Cosa non si può fare con l’art. 8?
Ad esempio, pattuire a livello aziendale, quale alternativa alla delocalizzazione, una retribuzione inferiore ai minimi retributivi previsti dal Contratto collettivo nazionale, che i giudici del lavoro potrebbero ritenere non conforme al principio costituzionale della retribuzione proporzionata e sufficiente. O privare i lavoratori di tutele che siano espressione di principi di civiltà giuridica (consentire il licenziamento ingiustificato o escludere l’obbligo del preavviso e via dicendo, o legittimare il moderno caporalato, che sovente si annida in “sofisticate” esternalizzazioni).
Allora la concorrenza tra lavoratori sul mercato globale sta trasformando il Diritto del lavoro.

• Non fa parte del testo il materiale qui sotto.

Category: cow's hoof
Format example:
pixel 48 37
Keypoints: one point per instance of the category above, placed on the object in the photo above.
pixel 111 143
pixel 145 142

Sì. La combinazione di ineluttabile globalizzazione, crisi economica, crisi della giustizia del lavoro (che si affronta anche con quell’efficace strumento deflativo del contenzioso che è il rigetto dei ricorsi) ha reso aleatoria, se non illusoria, la tutela che qualcuno ancora si aspetta da un Diritto del lavoro pur in fase di caotico ripiegamento. Ma la globalizzazione può anche essere un’opportunità, se, da una parte, non è l’occasione per una resa dei conti e, dall’altra, stimola una sana concorrenza al rialzo, e premia disponibilità, dinamismo, impegno, merito, “capacità di agire in un contesto imprevedibile”, inducendo un cambio della diffusa “cultura del lavoro” che si basa sullo “spartire ciò che c’è”.